There is some agreement in Atlantic Canada among artists and curators about Gallant's importance. These claims are made concrete in this book's beautiful colour reproductions, bilingual texts, expensive binding, and thoughtful, poetic writing. It includes articles, poems and pensees by Terry Graff, Helene Harbec, Serge Morin, Gerald Leblanc, Romeo Savoie, Charles Guilbert, Nancy Morin, Elaine Amyot, and Nancy King-Schofield. Yvon Gallant Based on a True Story is like a tribute album in which the artist's paintings are sung. If Hermenegilde Chaisson is the undisputed intellectual and moral leader of the world of Acadian visual art, this book makes a case that Gallant is surely Acadia's foremost living painter, and perhaps the most significant visual artist to grace Acadia's long, embattled and tragic history.

But can we believe any glossy tribute to a contemporary artist? The art world has become so narrowly political that one may question the validity of a consensus which produces such a tribute. Why will Canada grant an artist the nod of such a beautiful book if it chooses not to grant the same artist a decent living from his art? Is it fair to bring such a debate into the discussion of art publishing? This book retails for $39.95--a fair price--but I bet a savvy art collector could get an original Gallant drawing from the artist for only a little more. Whether or not that assertion is literally true, it is fair to ask why it easier for Yvon Gallant to be honoured with a book as a great Acadian painter than it is for he and his Acadian colleagues to make a living from their art.
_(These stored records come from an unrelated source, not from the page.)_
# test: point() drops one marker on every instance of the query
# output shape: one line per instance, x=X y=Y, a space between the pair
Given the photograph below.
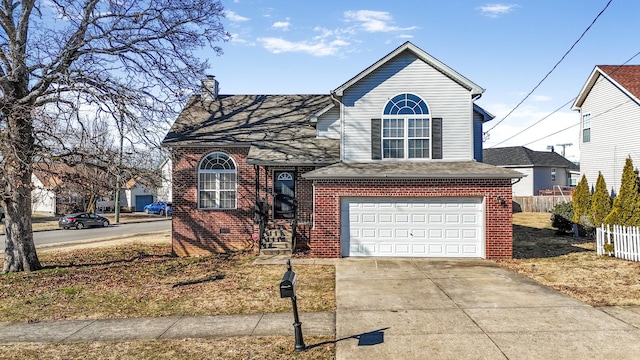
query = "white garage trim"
x=413 y=227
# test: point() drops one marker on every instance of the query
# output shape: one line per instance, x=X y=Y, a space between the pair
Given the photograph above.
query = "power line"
x=578 y=123
x=563 y=105
x=554 y=67
x=535 y=123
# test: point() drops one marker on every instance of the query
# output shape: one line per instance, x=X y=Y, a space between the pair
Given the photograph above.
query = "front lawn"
x=571 y=265
x=144 y=280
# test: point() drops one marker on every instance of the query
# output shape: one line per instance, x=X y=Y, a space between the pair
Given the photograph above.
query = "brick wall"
x=205 y=231
x=325 y=235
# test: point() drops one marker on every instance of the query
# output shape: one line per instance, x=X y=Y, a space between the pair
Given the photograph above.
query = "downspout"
x=333 y=98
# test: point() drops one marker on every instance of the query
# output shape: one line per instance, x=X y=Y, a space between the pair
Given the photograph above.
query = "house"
x=381 y=166
x=609 y=106
x=164 y=190
x=51 y=194
x=543 y=170
x=43 y=195
x=136 y=193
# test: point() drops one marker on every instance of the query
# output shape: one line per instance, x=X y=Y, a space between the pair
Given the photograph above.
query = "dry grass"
x=267 y=348
x=571 y=265
x=144 y=280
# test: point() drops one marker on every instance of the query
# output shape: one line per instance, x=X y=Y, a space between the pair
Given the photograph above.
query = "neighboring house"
x=382 y=166
x=543 y=170
x=609 y=105
x=50 y=194
x=43 y=195
x=136 y=193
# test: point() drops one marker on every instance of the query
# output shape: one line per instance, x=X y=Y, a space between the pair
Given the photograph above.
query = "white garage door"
x=412 y=227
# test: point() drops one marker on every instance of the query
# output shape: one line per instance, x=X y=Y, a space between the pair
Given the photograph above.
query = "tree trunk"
x=20 y=251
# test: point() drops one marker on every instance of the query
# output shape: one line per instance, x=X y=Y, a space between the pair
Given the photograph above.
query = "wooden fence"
x=625 y=240
x=537 y=203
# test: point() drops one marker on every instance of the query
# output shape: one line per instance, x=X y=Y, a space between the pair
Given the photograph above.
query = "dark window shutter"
x=376 y=133
x=436 y=141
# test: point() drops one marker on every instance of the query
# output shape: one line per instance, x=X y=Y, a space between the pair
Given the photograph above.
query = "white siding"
x=407 y=74
x=524 y=187
x=615 y=130
x=164 y=192
x=542 y=178
x=328 y=126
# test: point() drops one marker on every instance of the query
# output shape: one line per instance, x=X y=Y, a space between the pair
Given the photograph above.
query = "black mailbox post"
x=288 y=289
x=288 y=284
Acadia is a myth which exists most vividly in the work and language of its artists. However much I respect the writers involved in this project, I bristle at the parts of this book which seem to support an irrational, romantic, or nationalistic conception of Gallant's art. The rhetoric of nationalism is always an appeal to intuitive feelings and against reason. Nationalism is an unreasonable idea, so it can't easily be defended by rational argument. The wonder of Acadia is that it is not a nation. Because much good art is intuitively made, it is easy prey for appropriation in support of nationalist and irrationalist arguments, which falsely mirror the sidelong logic of artistic creation. It is dangerous for artists, whether Acadian or not, to allow their work to be seen to support nationalisms of any sort, however petty. Even cultural nationalism, which we liberals are all too eager to support in the case of losing causes, is a curse. I must object to critical efforts which make an Acadian cultural nationalist allegory out of Gallant's art, just as I must reject regionalisms of all sorts which seem make of local art an ethnic cult.
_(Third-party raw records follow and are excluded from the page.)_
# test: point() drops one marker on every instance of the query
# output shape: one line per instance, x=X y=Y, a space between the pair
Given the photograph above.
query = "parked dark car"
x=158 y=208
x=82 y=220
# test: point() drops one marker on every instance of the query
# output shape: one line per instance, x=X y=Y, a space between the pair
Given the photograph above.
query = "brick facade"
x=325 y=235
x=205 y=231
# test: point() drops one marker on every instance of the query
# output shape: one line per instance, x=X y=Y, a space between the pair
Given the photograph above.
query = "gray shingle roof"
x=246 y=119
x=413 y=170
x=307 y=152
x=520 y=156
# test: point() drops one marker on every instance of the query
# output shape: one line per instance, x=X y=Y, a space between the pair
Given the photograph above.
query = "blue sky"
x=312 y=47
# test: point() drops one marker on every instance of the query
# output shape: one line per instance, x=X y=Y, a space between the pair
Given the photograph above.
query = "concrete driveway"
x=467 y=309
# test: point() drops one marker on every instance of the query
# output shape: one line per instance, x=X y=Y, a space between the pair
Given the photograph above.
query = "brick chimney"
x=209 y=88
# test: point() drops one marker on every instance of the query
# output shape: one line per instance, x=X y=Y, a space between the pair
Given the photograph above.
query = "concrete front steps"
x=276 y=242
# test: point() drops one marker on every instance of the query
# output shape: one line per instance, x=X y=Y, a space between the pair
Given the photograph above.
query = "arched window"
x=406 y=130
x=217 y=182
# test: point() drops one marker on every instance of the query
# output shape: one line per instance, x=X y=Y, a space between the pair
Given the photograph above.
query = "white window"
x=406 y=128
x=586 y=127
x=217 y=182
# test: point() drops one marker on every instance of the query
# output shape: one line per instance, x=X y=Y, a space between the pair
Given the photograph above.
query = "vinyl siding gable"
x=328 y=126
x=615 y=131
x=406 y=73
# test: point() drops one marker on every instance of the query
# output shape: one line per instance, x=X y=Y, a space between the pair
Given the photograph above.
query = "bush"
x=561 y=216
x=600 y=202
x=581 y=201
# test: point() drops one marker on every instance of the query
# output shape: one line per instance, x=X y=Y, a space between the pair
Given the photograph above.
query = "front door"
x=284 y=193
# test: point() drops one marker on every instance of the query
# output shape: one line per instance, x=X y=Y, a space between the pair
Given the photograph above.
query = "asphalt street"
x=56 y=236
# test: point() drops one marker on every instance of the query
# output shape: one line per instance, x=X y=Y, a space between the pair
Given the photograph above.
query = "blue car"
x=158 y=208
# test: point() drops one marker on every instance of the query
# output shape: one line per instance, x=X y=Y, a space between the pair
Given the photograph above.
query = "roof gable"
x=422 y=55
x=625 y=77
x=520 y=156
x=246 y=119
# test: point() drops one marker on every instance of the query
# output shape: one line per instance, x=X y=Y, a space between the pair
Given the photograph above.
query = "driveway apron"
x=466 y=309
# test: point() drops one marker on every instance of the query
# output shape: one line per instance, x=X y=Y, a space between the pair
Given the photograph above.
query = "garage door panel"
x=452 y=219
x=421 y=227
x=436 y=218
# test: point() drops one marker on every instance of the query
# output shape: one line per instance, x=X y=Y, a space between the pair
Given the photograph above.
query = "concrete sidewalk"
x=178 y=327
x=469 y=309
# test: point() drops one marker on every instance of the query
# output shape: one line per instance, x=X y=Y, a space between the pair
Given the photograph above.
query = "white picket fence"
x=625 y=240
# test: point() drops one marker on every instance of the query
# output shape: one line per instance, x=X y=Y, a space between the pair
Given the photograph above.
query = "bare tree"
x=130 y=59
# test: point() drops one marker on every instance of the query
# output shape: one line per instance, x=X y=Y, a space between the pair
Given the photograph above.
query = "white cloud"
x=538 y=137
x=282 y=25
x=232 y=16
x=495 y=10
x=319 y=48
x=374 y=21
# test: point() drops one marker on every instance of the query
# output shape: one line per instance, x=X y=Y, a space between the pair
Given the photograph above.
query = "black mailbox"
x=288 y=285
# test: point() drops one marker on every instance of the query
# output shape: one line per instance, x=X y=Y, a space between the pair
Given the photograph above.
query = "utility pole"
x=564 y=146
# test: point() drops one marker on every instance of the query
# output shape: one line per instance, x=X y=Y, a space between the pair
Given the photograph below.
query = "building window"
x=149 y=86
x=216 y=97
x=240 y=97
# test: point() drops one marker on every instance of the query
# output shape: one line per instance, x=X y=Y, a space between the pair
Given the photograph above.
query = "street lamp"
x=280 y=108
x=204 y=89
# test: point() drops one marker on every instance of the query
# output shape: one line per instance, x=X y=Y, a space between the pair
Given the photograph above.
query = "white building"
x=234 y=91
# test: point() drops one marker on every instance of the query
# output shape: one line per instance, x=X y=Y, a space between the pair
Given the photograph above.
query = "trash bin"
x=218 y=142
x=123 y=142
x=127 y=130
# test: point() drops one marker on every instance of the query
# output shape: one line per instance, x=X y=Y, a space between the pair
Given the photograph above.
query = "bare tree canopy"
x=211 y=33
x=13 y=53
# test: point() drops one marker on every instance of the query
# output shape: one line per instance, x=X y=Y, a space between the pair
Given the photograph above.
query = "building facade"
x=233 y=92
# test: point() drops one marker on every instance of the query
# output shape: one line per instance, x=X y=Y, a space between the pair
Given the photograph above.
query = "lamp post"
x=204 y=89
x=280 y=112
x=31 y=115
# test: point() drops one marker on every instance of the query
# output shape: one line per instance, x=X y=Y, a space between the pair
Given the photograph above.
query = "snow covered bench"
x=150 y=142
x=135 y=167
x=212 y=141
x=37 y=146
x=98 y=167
There are ways to regard Gallant's art which needn't arouse in the critical viewer a false dichotomy between local versus internationalist art which animates many of this book's arguments. Gallant makes sophisticated paintings which should not be seen as a mere post-modern play on the margins, but as an important expression of a world-wide cultural condition in which there are only margins.

Gallant's paintings are as reminiscent of Matisse as they are of Maritime folk art--this is pointed out by several of this anthology's writers. He is technically audacious, for example when he leaves some areas of paint delineated by black lines while others float free, almost daring a viewer to outline them as well. The black lines around forms also dare a viewer to call them crude and elegant. Gallant obviously wants a painting to work structurally, and that ambition is hardly typical of postmodern painters. Such content as a cat with a thermometer up its ass, a flasher, and banal everyday occurrences may be also be better positioned better within a traditionally modernist register of the depiction of everyday life than within a postmodern paradigm which would have the local artist fill the work with tribal markers. My point is that the positioning of Gallant's work as regional or marginal by many of the writers of this book has less to do with any necessity the work may insist upon than these writers would think.

Perhaps the big exhibition at the Confederation Centre and a sumptuous book created from it is a turning point in Gallant's career, the last time that his art is addressed as marginal, regionalist activity before it is given attention simply as significant art made in and for contemporary life.